Gran Turismo, aber mit V12 und 1.000 PS
Spannend wird es dort, wo die Emotion in harte Zahlen kippt. BRABUS nennt für den BODO einen handgefertigten 5,2-Liter-V12-Biturbo, 735 kW beziehungsweise 1.000 PS bei 6.400 U/min und ein maximales Drehmoment von 1.200 Nm, das zwischen 2.900 und 5.000 U/min anliegt. Geschaltet wird über eine Achtgang-Automatik, angetrieben werden die Hinterräder. Für ein Auto dieser Klasse ist das eine klassische, fast schon trotzig analoge Machtdemonstration.

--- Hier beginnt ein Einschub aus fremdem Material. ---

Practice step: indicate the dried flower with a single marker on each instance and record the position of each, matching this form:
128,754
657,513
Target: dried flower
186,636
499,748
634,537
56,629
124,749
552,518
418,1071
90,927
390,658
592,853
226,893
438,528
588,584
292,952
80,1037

Auf dem Papier liest sich das entsprechend ernst: 0 auf 100 km/h in 3,0 Sekunden, 0 auf 200 km/h in 8,5 Sekunden, 0 auf 300 km/h in 23,9 Sekunden. Die elektronisch begrenzte Höchstgeschwindigkeit liegt bei 360 km/h. Damit positioniert sich der Brabus Bodo nicht als reiner Trackday-Spezialist, sondern als Hochgeschwindigkeits-GT mit gewaltiger Längsdynamik – ein Auto für lange Gerade, große Bühne und hohen Anspruch.

Vollcarbon, aktive Aero und 77 Exemplare
Sein Auftritt folgt genau dieser Idee. BRABUS beschreibt den BODO als 2+2-sitziges Gran-Turismo-Coupé mit Spezialkarosserie aus Vollcarbon; nur Scheiben und das feste Panorama-Glasdach sind davon ausgenommen. Die Entwicklung orientierte sich laut Hersteller früh an einem klaren Ziel von 360 km/h, weshalb die Aerodynamik keine Designübung blieb, sondern die Form des Autos sichtbar bestimmt.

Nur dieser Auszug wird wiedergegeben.